Somerville, when McLeod drew him to one side, proved as cooperative as predicted.

"Of course you can have a look," he murmured. "All Scanlan's personal effects are being stored in the local lockup until the procurator fiscal agrees to release them to the family. I've got to go along there anyway, to make my report. Why don't you follow me there?"

At the station in nearby Alexandria, Somerville showed McLeod and his associates into a side office and then disappeared, returning a few minutes later with a large storage carton with Scanlan's name affixed to it.

"I hope you won't mind if I abandon you for a few minutes," he told them. "I've got some phone calls to make. You'd think no one at headquarters can do anything, judging by the number of messages I've got waiting. Take all the time you want to go through this stuff. If you finish before I can get back to you, and you need to leave, just give a shout for the desk sergeant and he'll return the box to the safe. I've signed it out, so I'm responsible."

Most of the box was filled with Scanlan's clothing - his bright orange life-vest, the black-and-orange survival suit he had been wearing, the knitted black boiler suit that went underneath like long Johns, a few personal items from his inside pockets.
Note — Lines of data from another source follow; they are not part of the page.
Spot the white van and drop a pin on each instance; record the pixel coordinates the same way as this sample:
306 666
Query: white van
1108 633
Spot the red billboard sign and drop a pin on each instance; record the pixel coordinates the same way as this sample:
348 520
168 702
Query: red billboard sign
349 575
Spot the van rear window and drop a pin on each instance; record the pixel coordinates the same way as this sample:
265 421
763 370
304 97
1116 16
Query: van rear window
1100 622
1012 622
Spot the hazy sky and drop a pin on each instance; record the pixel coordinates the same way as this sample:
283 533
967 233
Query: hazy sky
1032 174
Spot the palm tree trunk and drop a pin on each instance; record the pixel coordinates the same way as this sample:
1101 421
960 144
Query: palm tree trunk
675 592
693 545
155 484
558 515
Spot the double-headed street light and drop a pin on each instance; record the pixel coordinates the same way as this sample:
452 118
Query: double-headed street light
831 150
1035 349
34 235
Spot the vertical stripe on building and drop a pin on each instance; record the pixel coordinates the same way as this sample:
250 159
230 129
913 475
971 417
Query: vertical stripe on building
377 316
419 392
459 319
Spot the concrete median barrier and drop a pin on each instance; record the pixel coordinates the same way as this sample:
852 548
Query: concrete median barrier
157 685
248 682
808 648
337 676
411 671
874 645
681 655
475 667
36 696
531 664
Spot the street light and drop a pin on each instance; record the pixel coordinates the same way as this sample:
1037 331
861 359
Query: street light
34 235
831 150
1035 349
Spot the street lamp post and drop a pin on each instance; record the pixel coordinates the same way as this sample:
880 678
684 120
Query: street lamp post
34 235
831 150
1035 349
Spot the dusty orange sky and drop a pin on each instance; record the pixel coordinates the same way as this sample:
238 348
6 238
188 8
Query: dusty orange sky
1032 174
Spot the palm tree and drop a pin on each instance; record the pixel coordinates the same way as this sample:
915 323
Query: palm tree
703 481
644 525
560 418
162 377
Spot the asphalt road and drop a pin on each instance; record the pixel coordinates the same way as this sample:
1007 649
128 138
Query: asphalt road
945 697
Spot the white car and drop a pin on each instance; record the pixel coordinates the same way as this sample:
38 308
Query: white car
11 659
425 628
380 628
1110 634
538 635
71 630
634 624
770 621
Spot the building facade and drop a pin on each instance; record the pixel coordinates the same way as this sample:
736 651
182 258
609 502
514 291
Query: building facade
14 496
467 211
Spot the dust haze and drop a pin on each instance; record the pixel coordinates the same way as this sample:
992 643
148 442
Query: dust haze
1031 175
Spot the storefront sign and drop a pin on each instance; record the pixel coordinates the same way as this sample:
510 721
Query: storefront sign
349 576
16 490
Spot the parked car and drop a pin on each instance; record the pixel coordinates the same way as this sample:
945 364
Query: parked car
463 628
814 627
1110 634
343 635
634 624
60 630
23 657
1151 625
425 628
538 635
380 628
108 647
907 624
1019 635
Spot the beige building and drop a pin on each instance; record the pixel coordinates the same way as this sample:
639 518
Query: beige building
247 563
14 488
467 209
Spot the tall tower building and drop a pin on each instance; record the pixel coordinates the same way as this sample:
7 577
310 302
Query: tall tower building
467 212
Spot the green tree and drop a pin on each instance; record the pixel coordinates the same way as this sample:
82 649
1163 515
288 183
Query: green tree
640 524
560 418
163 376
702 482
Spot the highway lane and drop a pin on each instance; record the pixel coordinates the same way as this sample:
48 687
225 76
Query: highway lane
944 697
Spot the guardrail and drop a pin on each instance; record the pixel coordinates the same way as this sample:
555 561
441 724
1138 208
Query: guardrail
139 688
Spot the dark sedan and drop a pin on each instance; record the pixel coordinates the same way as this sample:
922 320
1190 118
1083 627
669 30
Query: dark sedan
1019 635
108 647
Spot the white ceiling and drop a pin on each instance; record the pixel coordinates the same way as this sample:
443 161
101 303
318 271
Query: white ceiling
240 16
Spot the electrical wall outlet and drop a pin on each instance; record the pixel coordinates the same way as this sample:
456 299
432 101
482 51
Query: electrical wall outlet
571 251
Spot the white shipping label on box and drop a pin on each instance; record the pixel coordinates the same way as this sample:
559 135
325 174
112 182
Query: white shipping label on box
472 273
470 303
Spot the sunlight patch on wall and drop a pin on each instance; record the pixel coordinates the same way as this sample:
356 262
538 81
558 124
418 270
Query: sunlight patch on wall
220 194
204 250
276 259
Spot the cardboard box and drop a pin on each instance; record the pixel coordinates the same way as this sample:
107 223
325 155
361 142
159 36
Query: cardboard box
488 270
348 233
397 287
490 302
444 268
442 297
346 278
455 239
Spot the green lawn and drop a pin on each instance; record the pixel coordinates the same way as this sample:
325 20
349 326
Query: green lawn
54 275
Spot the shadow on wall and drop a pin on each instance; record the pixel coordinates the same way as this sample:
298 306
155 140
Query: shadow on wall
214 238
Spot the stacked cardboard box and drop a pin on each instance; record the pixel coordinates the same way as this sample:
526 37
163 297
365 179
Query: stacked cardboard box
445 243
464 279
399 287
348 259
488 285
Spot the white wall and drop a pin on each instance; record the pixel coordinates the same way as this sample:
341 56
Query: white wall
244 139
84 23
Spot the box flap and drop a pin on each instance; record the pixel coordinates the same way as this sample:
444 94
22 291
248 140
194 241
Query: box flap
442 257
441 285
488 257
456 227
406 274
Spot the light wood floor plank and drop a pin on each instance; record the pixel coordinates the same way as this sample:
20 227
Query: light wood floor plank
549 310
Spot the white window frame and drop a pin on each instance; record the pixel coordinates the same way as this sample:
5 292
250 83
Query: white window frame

Both suits had triangular tears in the back, though the sea had washed away all traces of his blood. Adam fingered the hole in the survival suit thoughtfully before laying it aside.

The flag was at the bottom of the carton, wrapped in a plastic bag. Pulling it out, McLeod shook out the folds of fine wool, stained by the salt water but otherwise as bright as the day it had been made. His expression was one of mingled fascination and distaste as he passed it to Adam for his inspection.

"I wonder if Scanlan did get this thing off a German U-boat," he murmured.

"I wonder, indeed," Adam agreed. "Peregrine, I don't suppose you can See anything that might be helpful?"

As Adam held out the flag, Peregrine found himself suppressing a shiver.

"Nothing immediate comes to mind," he whispered. "If you want, I suppose I could try handling it…."

"Don't, if it makes you uncomfortable," Adam said.

"No, it's all right."

Drawing a deep breath to ground himself, Peregrine picked up the flag in his two hands. It was slightly stiff from its saltwater immersion; he could smell its mustiness, the salt tang of the sea, as he raised it closer to his face. Everything else around him softened and blurred as he centered his attention on the folds of scarlet and black and white.

The image of the flag itself grew harshly articulate, its color and design impinging on his inner sight with fierce intensity. But when he tried to penetrate beyond that image, the picture itself suddenly exploded.